‘We all make errors,’ Fr Barber told funeral decades after Fr Marmion allegations

Jesuit was appointed Belvedere’s headmaster in 1973

Fr Noel Barber. Photograph: Jimmy McCormack
Fr Noel Barber. Photograph: Jimmy McCormack

In 2008, Fr Noel Barber of the Jesuits gave the eulogy at the funeral of family friend and Sunday Independent journalist, Terry Keane, using words that will echo today.

“We all make errors,” he said, continuing: “We all make wrong calls. For the most part, for most of us, they are private. It is when such errors and wrong calls are in the public sphere that great damage can be done to one and all.”

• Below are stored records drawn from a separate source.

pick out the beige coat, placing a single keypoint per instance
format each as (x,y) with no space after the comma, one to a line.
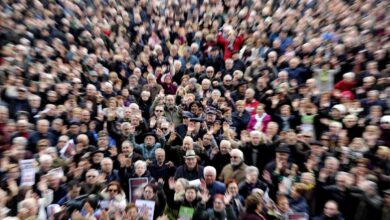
(228,173)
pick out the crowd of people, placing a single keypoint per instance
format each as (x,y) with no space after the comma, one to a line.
(195,109)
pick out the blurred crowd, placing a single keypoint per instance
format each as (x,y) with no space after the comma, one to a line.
(232,109)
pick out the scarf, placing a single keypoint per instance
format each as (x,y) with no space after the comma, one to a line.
(259,121)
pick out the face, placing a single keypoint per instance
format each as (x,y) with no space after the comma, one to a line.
(160,156)
(233,189)
(218,205)
(102,142)
(148,193)
(209,178)
(132,213)
(190,162)
(235,159)
(140,170)
(113,190)
(255,139)
(150,140)
(283,205)
(330,210)
(74,192)
(252,177)
(190,195)
(159,112)
(107,166)
(91,178)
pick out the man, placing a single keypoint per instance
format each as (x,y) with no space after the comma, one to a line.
(257,150)
(220,158)
(331,211)
(28,209)
(108,172)
(41,133)
(190,170)
(240,117)
(236,169)
(172,111)
(148,148)
(214,187)
(91,184)
(160,168)
(251,182)
(73,192)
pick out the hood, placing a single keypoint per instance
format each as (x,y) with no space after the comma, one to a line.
(106,196)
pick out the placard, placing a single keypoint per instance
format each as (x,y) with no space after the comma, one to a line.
(27,172)
(186,213)
(136,188)
(145,205)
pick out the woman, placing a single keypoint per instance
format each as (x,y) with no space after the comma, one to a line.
(297,198)
(140,170)
(156,194)
(175,196)
(237,200)
(254,206)
(221,208)
(260,120)
(113,107)
(114,198)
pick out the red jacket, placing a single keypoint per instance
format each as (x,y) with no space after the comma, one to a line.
(227,51)
(345,86)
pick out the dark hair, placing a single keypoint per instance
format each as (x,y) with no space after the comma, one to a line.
(130,206)
(72,184)
(117,184)
(251,203)
(150,185)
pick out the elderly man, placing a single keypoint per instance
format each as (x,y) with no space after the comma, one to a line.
(190,170)
(91,184)
(331,211)
(214,187)
(236,169)
(160,168)
(108,173)
(148,148)
(41,133)
(251,182)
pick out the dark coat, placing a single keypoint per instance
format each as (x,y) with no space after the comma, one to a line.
(182,172)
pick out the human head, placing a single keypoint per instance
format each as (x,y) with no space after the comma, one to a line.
(210,174)
(252,174)
(253,204)
(91,176)
(140,167)
(107,165)
(236,157)
(331,209)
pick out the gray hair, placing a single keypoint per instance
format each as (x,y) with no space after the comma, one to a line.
(210,169)
(251,169)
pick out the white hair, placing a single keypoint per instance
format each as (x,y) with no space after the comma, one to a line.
(223,142)
(251,169)
(239,153)
(210,169)
(92,171)
(45,158)
(20,141)
(140,163)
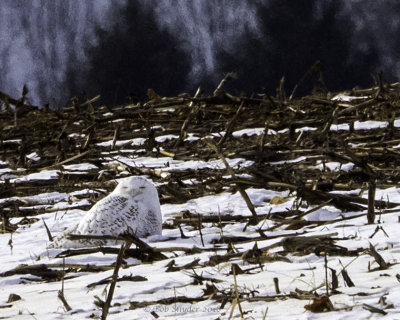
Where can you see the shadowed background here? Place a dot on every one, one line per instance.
(62, 48)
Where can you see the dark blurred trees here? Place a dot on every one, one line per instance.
(293, 35)
(133, 56)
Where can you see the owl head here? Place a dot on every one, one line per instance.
(135, 187)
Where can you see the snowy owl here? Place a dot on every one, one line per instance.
(133, 206)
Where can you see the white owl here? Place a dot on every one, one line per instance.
(133, 206)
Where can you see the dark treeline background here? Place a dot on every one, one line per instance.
(120, 48)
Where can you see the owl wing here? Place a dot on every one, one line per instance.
(107, 217)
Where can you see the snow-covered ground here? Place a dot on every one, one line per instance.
(29, 246)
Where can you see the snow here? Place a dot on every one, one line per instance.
(80, 167)
(29, 246)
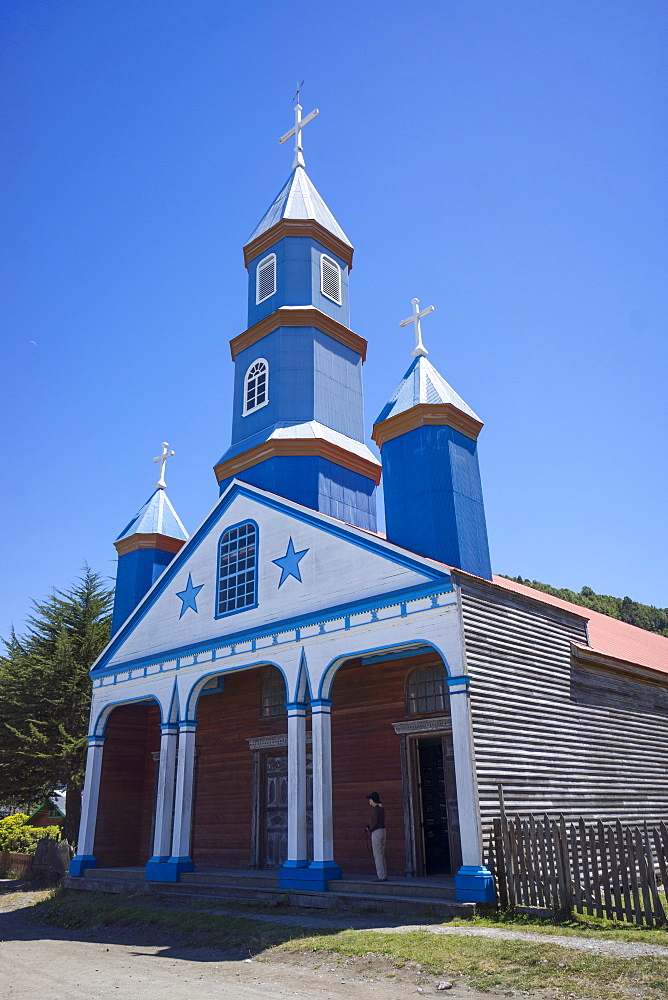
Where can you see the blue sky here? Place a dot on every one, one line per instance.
(504, 160)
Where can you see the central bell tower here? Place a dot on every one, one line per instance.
(298, 421)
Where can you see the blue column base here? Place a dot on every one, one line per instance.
(474, 884)
(80, 863)
(311, 876)
(167, 869)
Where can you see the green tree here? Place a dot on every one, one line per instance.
(45, 692)
(642, 615)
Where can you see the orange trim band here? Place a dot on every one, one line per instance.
(297, 446)
(426, 414)
(149, 541)
(298, 227)
(304, 316)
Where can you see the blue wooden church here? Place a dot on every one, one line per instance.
(267, 672)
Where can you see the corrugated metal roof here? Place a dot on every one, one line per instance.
(157, 516)
(298, 199)
(423, 384)
(607, 636)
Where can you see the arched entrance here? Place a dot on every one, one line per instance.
(126, 806)
(240, 814)
(392, 733)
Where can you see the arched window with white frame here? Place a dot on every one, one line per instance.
(330, 278)
(265, 278)
(426, 691)
(256, 386)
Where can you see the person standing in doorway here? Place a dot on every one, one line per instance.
(377, 830)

Himself a former Belvedere pupil, the 86-year-old Jesuit from Sandymount in Dublin is best known, up to now, to the wider world as the man responsible for the discovery of Caravaggio's The Taking of Christ.

Then superior at the Jesuit community house in Dublin’s Leeson St, it was he who decided in 1990 to have the painting sent for cleaning at the National Gallery where it was identified. It hangs in the gallery on indefinite loan.

READ SOME MORE

In 2018, he delivered the homily at the funeral of former attorney general and European commissioner Peter Sutherland, a friend who was a pupil at Gonzaga College in the early 1960s when Fr Barber taught there as a young Jesuit.

‘A gentleman’

Ordained in 1967, he was appointed Belvedere's headmaster in 1973, where he was faced with the Fr Joseph Marmion allegations, before being appointed headmaster at Gonzaga College in Dublin in the early 1980s. He taught later in the United States.

He was editor of the Jesuits' magazine Studies from 1989 to 2001. An expert on English Jesuit poet Gerard Manley Hopkins, he co-edited Volume Five of Hopkins' Collected Works, published in 2018 by Oxford University Press.

In 2017, he was presented with an honorary fellowship of the National College of Ireland for his services to education. In a report on the Jesuits' website, he was described as "a Jesuit, a scholar and a gentleman".